Взятием Бернара думали отделаться от гнева кесарева за то, что Орсини на английской почве обдумывал свои гранаты. Слабодушные уступки обыкновенно раз(93)дражают, и вместо «спасиба» — грозные ноты сделались еще грознее, военные статьи в французских газетах запахли еще сильнее порохом. Капитал побледнел, в глазах его помутилось, он уж видел, чуял винтовые пароходы, красные штаны, красные ядра, красное зарево, банк, превращенный в Мабиль с исторической надписью: «Ici lon danse!»[903] Что же делать? — Не только выдать и уничтожить доктора Симона Бернара, но, пожалуй, срыть гору Сен-Бернар и ее уничтожить, лишь бы проклятый призрак красных штанов и черных бородок исчез, лишь бы сменить гнев союзника на милость.
Лучший метеорологический снаряд в Англии — Палмерстон, показывающий очень верно состояние температуры средних слоев, перевел «очень страшно» на Conspiracy Bill.[904] По этому закону, если бы он прошел, с некоторой старательностью и усердием к службе каждое посольство могло бы усадить в тюрьму, а в иных случаях и на корабль, любого из врагов своих правительств.
Но, по счастью, температура острова не во всех слоях одинакая, и мы сейчас увидим премудрость английского распределения богатств, освобождающую значительную часть англичан от заботы о капитале.
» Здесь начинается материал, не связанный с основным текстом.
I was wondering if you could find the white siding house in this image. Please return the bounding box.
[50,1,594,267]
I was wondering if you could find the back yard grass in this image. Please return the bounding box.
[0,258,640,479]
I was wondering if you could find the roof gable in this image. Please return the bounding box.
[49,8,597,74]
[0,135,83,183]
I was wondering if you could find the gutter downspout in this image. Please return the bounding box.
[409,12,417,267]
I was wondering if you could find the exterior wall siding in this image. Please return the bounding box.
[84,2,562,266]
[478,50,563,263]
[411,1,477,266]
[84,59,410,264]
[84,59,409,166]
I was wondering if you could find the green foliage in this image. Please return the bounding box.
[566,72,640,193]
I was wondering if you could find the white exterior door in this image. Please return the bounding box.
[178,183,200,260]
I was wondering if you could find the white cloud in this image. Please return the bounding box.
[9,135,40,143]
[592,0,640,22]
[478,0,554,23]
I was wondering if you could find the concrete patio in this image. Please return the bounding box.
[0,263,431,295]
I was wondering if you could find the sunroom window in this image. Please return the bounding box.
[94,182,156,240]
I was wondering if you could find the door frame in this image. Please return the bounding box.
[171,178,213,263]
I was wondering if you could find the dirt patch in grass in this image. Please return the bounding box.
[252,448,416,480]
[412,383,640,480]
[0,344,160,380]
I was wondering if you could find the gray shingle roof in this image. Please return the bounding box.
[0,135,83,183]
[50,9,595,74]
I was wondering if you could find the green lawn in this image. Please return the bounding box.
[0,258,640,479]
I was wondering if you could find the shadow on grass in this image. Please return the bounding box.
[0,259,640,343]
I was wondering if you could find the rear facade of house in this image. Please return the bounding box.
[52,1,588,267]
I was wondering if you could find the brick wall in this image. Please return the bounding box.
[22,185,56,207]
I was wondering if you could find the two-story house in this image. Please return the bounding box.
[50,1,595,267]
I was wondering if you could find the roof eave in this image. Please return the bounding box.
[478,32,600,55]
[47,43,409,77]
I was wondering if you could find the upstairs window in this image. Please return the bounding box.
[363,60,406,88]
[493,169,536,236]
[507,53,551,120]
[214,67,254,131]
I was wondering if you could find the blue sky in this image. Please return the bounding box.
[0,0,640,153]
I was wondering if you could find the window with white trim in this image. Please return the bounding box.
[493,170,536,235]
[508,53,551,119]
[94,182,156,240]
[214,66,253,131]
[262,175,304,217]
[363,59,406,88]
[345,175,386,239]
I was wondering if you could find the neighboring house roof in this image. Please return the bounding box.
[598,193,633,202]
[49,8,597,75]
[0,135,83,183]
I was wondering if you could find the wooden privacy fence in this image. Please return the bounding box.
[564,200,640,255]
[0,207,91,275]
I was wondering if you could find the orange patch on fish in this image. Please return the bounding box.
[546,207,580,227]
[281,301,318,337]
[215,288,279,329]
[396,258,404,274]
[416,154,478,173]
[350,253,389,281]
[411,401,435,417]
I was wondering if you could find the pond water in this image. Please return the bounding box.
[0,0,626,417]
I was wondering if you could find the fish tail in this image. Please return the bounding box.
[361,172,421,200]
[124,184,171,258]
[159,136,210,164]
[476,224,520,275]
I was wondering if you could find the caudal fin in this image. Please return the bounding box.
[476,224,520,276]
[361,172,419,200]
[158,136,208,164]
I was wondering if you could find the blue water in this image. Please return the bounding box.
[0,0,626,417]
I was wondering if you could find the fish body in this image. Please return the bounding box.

Будь в Англии все до единого капиталисты. Conspiracy Bill был бы принят, а Симон Бериар был бы повешен… или отправлен в Кайенну.
При слухе о Conspiracy Bill и о почти несомненной возможности, что он пройдет, старое англо-саксонское чувство независимости встрепенулось; ему стало жаль своего древнего права убежища, которым кто и кто не пользовался, от гугенотов до католиков в 1793, от Вольтера и Паоли до Карла Х и Людвига-Филиппа? Англичанин не имеет особой любви к иностранцам, еще меньше — к изгнанникам, которых считает бедняками, а этого порока он не прощает, — но за право убежища он держится; безнаказанно касаться его он не позволяет, так точно, как касаться до права митингов, до свободы книгопечатания.